The creative premise of Noel Crane.com is that, on the surface, it could be the homepage of any young and technically-gifted college student, noodling with web design like a true hobbyist. The site’s primary objective is to reinforce Noel’s brand by defining the walls unseen around his public life – the web browser is a gap between the bricks, wherein a separate dialogue emerges between the show’s creators and viewers.

By presenting a student’s homepage, complete in its virtual idiosyncrasies – as opposed to a sponsored website, self-consciously boasting cross-promotional and merchandising offers – the fans have retained a seemingly personal, private window onto Noel’s world. They will learn more through his tastes and insights. Thereby, omitting any references to the universe created by television, the Felicity listservers and mailgroups also have something interesting to talk about. And in many cases, fans who discovered the site ended up endorsing it with hyperlinks from pages on sites they created themselves to honor the show and its characters.

Noel’s fictitious site experienced a sharp rise in visits over the next weeks, capping just over 43,000 visits during the month of November 1998 when it was first announced – during the course of dialogue, during the show – and many visits came from repeat visitors. It was a fairly auspicious start for a web designer whose work was never registered with search engines or linked to from any other part of the show’s integrated brand experience.

With Internet Theatre, that fourth, proverbial, mythical wall stands intact. It says as much about a show’s presentation as it can become a presentation of the show – all the while observing newer, unusual boundaries for siteworks. For Day For Night, this offered up, with each new project, a laboratory for new experiments in electronic communications and commercial misdirection.

Internet Theatre is guided by a logical process. The characters cannot see the past the edge of the stage.

Perhaps this can be likened to the dedication of method actors when they assume character.

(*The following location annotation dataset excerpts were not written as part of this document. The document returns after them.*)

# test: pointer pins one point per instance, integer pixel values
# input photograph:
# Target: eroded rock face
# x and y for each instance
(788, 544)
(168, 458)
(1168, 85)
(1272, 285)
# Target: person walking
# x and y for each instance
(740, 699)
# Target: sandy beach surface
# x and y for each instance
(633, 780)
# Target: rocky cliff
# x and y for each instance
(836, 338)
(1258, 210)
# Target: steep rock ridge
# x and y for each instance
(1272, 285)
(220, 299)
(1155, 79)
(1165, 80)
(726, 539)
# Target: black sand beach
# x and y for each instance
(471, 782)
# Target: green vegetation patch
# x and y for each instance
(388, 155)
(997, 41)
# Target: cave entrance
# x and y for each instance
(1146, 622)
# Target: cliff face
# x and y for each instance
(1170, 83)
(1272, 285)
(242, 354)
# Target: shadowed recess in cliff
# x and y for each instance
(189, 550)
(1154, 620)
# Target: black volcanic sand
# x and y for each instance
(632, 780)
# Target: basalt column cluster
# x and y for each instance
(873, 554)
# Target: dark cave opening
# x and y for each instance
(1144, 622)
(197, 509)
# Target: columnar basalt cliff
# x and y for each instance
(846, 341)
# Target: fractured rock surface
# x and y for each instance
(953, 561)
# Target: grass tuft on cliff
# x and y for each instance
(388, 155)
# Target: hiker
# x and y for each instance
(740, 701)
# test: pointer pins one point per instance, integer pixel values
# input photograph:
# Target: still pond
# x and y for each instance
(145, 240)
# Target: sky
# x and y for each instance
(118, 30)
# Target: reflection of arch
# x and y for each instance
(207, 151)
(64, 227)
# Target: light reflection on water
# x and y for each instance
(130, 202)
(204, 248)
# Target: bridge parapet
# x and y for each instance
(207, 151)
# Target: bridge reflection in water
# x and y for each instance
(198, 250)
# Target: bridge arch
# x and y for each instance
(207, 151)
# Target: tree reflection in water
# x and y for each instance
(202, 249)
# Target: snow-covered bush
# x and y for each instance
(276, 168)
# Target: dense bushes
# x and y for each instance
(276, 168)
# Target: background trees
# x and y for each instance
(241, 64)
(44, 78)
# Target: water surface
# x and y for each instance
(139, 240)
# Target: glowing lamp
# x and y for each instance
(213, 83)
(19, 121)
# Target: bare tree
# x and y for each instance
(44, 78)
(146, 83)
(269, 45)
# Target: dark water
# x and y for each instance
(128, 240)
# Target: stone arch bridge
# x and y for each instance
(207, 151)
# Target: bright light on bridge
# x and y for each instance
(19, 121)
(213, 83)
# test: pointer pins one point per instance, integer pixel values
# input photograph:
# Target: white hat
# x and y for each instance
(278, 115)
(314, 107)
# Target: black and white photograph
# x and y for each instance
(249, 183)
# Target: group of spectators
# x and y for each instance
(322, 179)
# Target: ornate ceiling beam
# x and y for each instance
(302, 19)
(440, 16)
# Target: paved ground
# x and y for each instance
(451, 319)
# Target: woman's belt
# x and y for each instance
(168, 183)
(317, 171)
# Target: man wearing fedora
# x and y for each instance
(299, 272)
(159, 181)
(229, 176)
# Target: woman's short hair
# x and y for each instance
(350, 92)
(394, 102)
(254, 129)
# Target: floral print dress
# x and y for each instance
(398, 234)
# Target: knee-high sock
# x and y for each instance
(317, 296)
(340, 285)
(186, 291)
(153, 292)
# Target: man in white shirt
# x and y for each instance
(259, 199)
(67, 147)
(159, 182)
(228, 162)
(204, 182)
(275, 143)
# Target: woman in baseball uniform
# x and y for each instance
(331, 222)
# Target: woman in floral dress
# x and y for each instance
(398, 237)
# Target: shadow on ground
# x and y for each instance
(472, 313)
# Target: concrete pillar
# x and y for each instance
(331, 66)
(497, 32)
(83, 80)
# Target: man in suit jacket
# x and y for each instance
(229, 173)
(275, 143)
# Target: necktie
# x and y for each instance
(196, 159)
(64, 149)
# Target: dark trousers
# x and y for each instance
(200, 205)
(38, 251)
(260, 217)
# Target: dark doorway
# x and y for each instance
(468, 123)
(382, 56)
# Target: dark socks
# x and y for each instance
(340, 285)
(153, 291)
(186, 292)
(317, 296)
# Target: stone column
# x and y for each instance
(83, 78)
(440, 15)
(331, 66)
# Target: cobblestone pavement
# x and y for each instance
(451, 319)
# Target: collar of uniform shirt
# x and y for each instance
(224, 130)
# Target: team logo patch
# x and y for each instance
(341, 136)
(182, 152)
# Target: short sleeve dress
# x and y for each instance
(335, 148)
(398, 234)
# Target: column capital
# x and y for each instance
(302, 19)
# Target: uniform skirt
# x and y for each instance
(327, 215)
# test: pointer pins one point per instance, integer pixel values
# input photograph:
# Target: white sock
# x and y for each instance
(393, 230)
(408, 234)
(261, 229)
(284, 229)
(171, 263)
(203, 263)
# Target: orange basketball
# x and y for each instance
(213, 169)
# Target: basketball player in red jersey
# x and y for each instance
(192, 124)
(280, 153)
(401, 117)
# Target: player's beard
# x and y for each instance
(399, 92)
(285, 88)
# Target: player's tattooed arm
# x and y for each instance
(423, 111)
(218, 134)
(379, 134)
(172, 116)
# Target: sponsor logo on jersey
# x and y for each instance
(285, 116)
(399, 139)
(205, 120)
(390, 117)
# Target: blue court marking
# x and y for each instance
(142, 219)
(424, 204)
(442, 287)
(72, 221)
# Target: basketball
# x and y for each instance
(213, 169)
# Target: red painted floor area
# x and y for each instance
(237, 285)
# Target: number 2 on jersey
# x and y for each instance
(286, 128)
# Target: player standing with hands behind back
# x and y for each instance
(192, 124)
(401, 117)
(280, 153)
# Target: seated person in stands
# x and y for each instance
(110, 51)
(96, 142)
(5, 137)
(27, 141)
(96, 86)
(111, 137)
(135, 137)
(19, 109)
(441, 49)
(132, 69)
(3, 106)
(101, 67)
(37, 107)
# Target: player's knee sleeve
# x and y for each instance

Day For Night is at its most passionate when it comes to maintaining a hands-on approach within this level of sitework – where each project can executed by adherence to a logistical script, and in a fully-adopted character or guise.

We measured the success of a project like Noel Crane.com by the bewildering level of positive confusion we can create with it – when a casual visitor can positively cross-reference a universe created on television, from a separate reality existing only on the web.